The University of Michigan’s Central Student Government and the knowledge community, Growing STEM, organized a town hall of faculty and students Monday night to discuss the inadequate representation of women and minorities in STEM majors. The event provided an opportunity for faculty members to share their research and for students to share their experiences.
University records published in Fall 2015 show the School of Engineering was 25 percent female and 2 percent Black, and out of 9,428 students enrolled at the time, only 64 of them were female Black students. This is just one example of how underrepresentation in STEM is an issue the University community is still grappling with.
CSG Vice President Nadine Jawad, a Public Policy senior, opened the event. She said one of the largest issues hindering representation is minority students simply not being aware of the available resources. An important part of solving this, she said, is to consider what directly or indirectly affects student learning.
“I think the way we have to approach this conversation is thinking about both the direct and indirect ways students are impacted in the classroom,” Jawad said. “CSG has divided our work around STEM in these different ways. One is the direct way, so the small initiatives or programs we can improve. The other way is for long-term, more indirect advocacy work that impacts students inside and outside of STEM.”
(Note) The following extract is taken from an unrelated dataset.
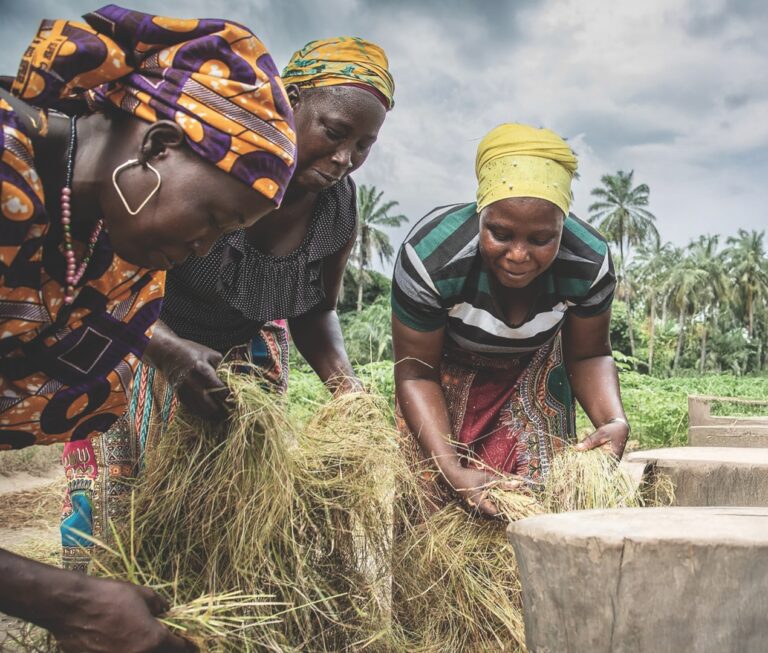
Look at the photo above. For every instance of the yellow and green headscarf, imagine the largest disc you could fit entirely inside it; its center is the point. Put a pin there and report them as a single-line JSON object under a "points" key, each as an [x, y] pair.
{"points": [[342, 61], [515, 160]]}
Physics professor Tim McKay and Meg Bakewell, director of the Foundational Course Initiative, delivered the first presentation. They discussed their work on the Foundational Course Initiative, a research project aimed at improving curriculums and student experiences in introductory courses. These courses tend to be large lectures with students of varying backgrounds and interests. McKay noted not all students will necessarily be successful when taught in this general way.
“The students are not all the same, so if you put them through exactly the same thing, it’s not right for almost anybody,” McKay said.
McKay urged students to help them improve introductory courses by taking surveys and encouraging their professors to experiment.
“We’re trying to make Michigan the laboratory for education on a scale like this so that we can lead the world in doing this kind of education,” McKay said. “You have a role to play in this.”
Chris Bass, director of the Women in Science and Engineering Residence Program, presented data highlighting the benefits the program provided for underrepresented, first-generation students. These benefits include a higher GPA and a higher likelihood to finish your degree in a science field. Bass said one of the challenges was figuring out what about the WISE RP program caused these benefits.
“We’re also thinking more about being able to dissect this data,” Bass said. “What aspects of those benefits that I showed you made the difference? How do we identify what’s really working and enhance that? We really need to dig deeper to get at what’s working.”
Joe Salvatore, director of the Science Learning Community, discussed the mission, environment, staff, programs and collaborations of the SLC. Salvatore highlighted underrepresented students’ stories in the SLC and a mentoring program between underclassmen and upperclassmen students. He also talked about the “growth mindset concept,” an idea based on research by Stanford University professor Carol Dweck.
“When we have a fixed mindset, we believe we’re either good at something inherently or we’re not,” Salvatore said. “The idea behind a growth mindset is to believe that all of you can learn anything. That’s a pretty powerful concept.”
Deborah Goldberg, professor of ecology and evolutionary biology, talked about the creation of a new non-residential learning community, based on engaging underrepresented communities in STEM by working and collaborating with students others from those communities. The program, STEM Success Communities, will launch fall 2018 and aims to focus on reaching out to as many students as possible, as it will not be limited by residential space.
“The idea of this is the most valuable resource in college is often sitting next to you,” Goldberg said. “It is learning together.”
In the discussion portion, students shared experiences of feeling discouraged and what can be done to make the STEM environment more inclusive. A number of students noted the importance of having mentors from their backgrounds and having community support systems. The faculty members talked more about possible solutions and encouraged students to keep voicing their opinions.
Engineering freshman Sandra Dubaisi co-organized the event. She said she has enjoyed working with this issue of underrepresentation with STEM and wants to find more ways to get involved.
“I want to know how I’ll be able to advocate for it and what’s necessary for that because I’m not exactly sure,” Dubaisi said. “I’ll definitely ask around and try to write proposals, to see where that goes.”
Dubaisi also expressed her desire for other people to contribute to the conversation.
“I hope other people get involved. I know a lot of people are interested.”